In another embodiment, equipment 10 comprises the 4th plate or parts 42 in addition, as shown in Fig. 2 and 3.Plate 42 is provided with also spaced away in abutting connection with second plate 22, in second plate 22 and first plate, 12 relative sides.The length of plate 42 is extended along the length of second plate 22.The 4th plate 42 has the supply side 44 that is defined by a side of crossing over the 4th plate 42 width, and the relative port of export 46 that is defined by a side of crossing over the 4th plate 42 width.Second plate 22 and the 4th plate 42 define second gas column or slit 48.The 4th plate 42 can end at the port of export 46 on the plane identical with the port of export 26 (as shown in Figure 2), perhaps it can end on the plane different with the port of export 26 (as shown in Figure 3).

The formation of fiber is to utilize the equipment shown in Fig. 2 as previously discussed, and comprise in addition and inject gas-pressurized through the second gas slit 48, discharge in the port of export 46, thereby prevent to accumulate in the accumulation of fiber-moulding material residual volume of the port of export 26 of second plate 22.The gas that is forced through gas slit 48 should have sufficiently high pressure so that preventing unnecessary fiber-moulding material piles up in the port of export 26, but also should be too not high and disturbed the formation of fiber.Therefore, in a preferred embodiment, this gas is with about 0 to about 1, the pressure of 000psi, more preferably to be forced through the second gas slit 48 from about 10psi to the about pressure of 100psi.Also can influence the discharge angle of the fiber-moulding material bundle of discharging from the port of export 26 from the gas of gas slit 48 stream, also therefore can be used to clean flowing of the port of export 26 and control outlet fibre bundle from the second gas slit, 48 effluent airs of this environment.

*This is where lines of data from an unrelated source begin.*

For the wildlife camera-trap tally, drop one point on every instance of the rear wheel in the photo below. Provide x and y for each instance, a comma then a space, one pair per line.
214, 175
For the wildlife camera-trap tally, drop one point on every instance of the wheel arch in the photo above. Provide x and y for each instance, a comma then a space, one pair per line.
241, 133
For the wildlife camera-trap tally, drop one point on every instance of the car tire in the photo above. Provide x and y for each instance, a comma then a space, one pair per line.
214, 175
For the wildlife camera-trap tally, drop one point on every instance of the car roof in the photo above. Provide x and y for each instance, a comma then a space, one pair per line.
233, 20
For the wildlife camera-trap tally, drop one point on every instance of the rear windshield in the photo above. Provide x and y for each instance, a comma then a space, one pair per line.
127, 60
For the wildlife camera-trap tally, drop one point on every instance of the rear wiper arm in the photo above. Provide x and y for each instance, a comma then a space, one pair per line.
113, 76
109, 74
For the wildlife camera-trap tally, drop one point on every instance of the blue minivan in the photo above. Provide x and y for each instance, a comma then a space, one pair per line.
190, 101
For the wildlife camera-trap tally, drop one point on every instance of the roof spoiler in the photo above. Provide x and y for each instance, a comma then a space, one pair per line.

In being shown in another embodiment of Fig. 3, one the 5th plate or parts 52 are provided with also spaced away in abutting connection with the 3rd plate 32, at the 3rd plate 32 and plate 12 opposite sides.The length of the 5th plate 52 is extended along the length of the 3rd plate 32.The 5th plate 52 has the supply side 54 that is defined by a side of crossing over the 5th plate 52 width, and the relative port of export 56 that is defined by a side of crossing over the 5th plate 52 width.The 5th plate 52 and the 3rd plate 32 define the first shroud gas post or slit 58.The 5th plate 52 can end at the port of export 56 on the plane identical with the port of export 36 (as shown in Figure 3), perhaps it can end at (not shown) on the plane different with the port of export 36.One the 6th plate or parts 62 can in abutting connection with the 4th plate 42 be provided with and with rise spaced apart, at the 4th plate 42 and plate 22 opposite sides.The length of the 6th plate 62 is extended along the length of the 4th plate 42.The 6th plate 62 has the supply side 64 that is defined by a side of crossing over the 6th plate 62 width, and the relative port of export 66 that is defined by a side of crossing over the 6th plate 62 width.The 6th plate 62 and the 4th plate 42 define secondary shielding gas column or slit 68.The 6th plate 62 can end at the port of export 66 on the plane identical with the port of export 26 (not shown)s, perhaps it may end on the plane different with the port of export 26 (as shown in Figure 3).Gas-pressurized under controlled temperature is forced through first and second shroud gas slit 58 and 68, so that therefore it produce the active gas shielding that is surrounded on nanofiber by slit 58 and 68 discharges.This shroud of gas has the solvent evaporation rate that helps control cooldown rate, fluid, or betides chemical reaction rate in this fluid.Should understand, the general shape of this shroud of gas is controlled with respect to the upright position of the port of

export

36 and 46 by the width of slit 58 and 68 and the port of export 56 and 66.This shape is also controlled by the gas pressure and the volume of flow through slit 58 and 68.Therefore, the size of shroud gas slit is adjustable.Should be appreciated that further that the slit 58 of flowing through is compared with the gas of the slit 38 of flowing through with 68 gas preferably has relative low pressure and high relatively volume flow rate.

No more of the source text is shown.